Should I have both of my knees replaced at once, or should I have separate surgeries?

DEAR DOCTOR K:

I have severe osteoarthritis in both knees. Should I have both knees replaced at one time, or separately?

DEAR READER:

A patient of mine who was a newlywed once said to me: “We want three kids. Some days, I want them each separated by a year or two. Other days, I want triplets.”

You may have a similar dilemma. Knee replacement is a major operation and requires a hospital stay. During the procedure, the surgeon removes damaged sections of your shin bone and thigh bone. He or she carefully cuts the bone to precisely fit the shape of the replacement implants, then attaches the artificial joint at the knee.

Knee replacement also requires a rigorous program of physical therapy and rehabilitation after surgery. It’s just plain hard work. You need to be ready for that, as well.

Should you consider having both knees replaced during a single surgery (simultaneous replacement)? If you are in good health, it’s worth talking to your doctor about replacing both knees at once.

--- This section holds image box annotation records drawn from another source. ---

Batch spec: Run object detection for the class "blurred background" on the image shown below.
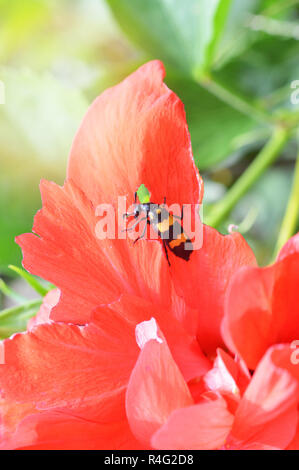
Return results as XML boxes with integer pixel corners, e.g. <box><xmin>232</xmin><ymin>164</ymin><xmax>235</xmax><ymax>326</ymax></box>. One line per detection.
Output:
<box><xmin>0</xmin><ymin>0</ymin><xmax>299</xmax><ymax>314</ymax></box>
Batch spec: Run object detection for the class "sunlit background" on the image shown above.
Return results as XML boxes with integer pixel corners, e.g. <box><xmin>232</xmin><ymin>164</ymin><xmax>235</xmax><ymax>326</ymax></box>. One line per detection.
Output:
<box><xmin>0</xmin><ymin>0</ymin><xmax>299</xmax><ymax>310</ymax></box>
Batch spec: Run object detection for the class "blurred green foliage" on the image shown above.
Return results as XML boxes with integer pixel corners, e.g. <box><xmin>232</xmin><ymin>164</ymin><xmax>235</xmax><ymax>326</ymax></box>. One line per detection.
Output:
<box><xmin>0</xmin><ymin>0</ymin><xmax>299</xmax><ymax>282</ymax></box>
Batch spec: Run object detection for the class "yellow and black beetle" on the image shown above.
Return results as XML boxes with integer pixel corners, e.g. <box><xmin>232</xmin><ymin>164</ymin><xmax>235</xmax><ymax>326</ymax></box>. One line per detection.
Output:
<box><xmin>124</xmin><ymin>185</ymin><xmax>192</xmax><ymax>265</ymax></box>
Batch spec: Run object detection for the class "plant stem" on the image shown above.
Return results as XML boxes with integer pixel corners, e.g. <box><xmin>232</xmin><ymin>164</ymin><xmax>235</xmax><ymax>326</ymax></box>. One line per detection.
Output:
<box><xmin>275</xmin><ymin>154</ymin><xmax>299</xmax><ymax>257</ymax></box>
<box><xmin>205</xmin><ymin>127</ymin><xmax>290</xmax><ymax>227</ymax></box>
<box><xmin>197</xmin><ymin>76</ymin><xmax>273</xmax><ymax>125</ymax></box>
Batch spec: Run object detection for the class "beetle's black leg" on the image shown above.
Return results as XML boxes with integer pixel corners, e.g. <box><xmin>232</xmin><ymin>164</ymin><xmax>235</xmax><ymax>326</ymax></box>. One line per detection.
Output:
<box><xmin>122</xmin><ymin>217</ymin><xmax>147</xmax><ymax>232</ymax></box>
<box><xmin>163</xmin><ymin>240</ymin><xmax>170</xmax><ymax>266</ymax></box>
<box><xmin>133</xmin><ymin>219</ymin><xmax>148</xmax><ymax>245</ymax></box>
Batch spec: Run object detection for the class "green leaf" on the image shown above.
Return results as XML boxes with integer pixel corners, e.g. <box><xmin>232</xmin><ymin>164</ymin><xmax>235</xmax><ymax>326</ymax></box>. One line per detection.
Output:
<box><xmin>0</xmin><ymin>68</ymin><xmax>88</xmax><ymax>272</ymax></box>
<box><xmin>166</xmin><ymin>74</ymin><xmax>269</xmax><ymax>170</ymax></box>
<box><xmin>0</xmin><ymin>279</ymin><xmax>26</xmax><ymax>302</ymax></box>
<box><xmin>107</xmin><ymin>0</ymin><xmax>231</xmax><ymax>75</ymax></box>
<box><xmin>0</xmin><ymin>300</ymin><xmax>42</xmax><ymax>339</ymax></box>
<box><xmin>8</xmin><ymin>265</ymin><xmax>52</xmax><ymax>297</ymax></box>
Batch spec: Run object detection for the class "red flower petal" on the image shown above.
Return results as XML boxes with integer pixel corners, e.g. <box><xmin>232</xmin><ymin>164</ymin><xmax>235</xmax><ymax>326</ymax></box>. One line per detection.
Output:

There are several benefits to simultaneous replacement. These include going under anesthesia only once and fewer total days in the hospital. You’ll also have only one period of rehabilitation, although it will be longer than the period that follows surgery on a single knee. This will allow you to resume normal activities sooner than two separate surgeries.

Replacing both knees at once is also a good option if both of your knee joints are in poor condition. That’s because during recovery from the replacement of one knee, you need the other knee to work harder. If the other knee hurts when you place weight on it, this will make it difficult for you during physical therapy and would also slow your recovery.

To do well in rehabilitation after simultaneous surgery, however, you need good arm strength. That’s because you’ll be using crutches or a walker, which require strong arms.

Simultaneous replacement slightly increases the risk of blood clots or heart attack. However, such complications are rare. Still, simultaneous replacement is not for everyone. It is not recommended for patients with heart or lung disease, or people over 80.

There are also benefits to separate operations months apart. These include a reduced risk of post-surgical infection and less chance of needing a second surgery on either knee, to fix problems with the first surgery.

So having both knees replaced simultaneously surely is a reasonable option for many people. You and your doctor need to consider all of the issues mentioned above.

Personally, I’m under 80; my arms are strong, and I have fun using crutches. So, if both of my knees had come to the end of the road and needed replacement, and if I had no underlying heart or lung disease, I’d probably choose simultaneous replacement of both knees.

Whether you have your knees replaced together or separately, you’ll need to actively participate in a rehabilitation program. It is critically important to your rapid recovery from the surgery.

(This column is an update of one that ran originally in August 2013.)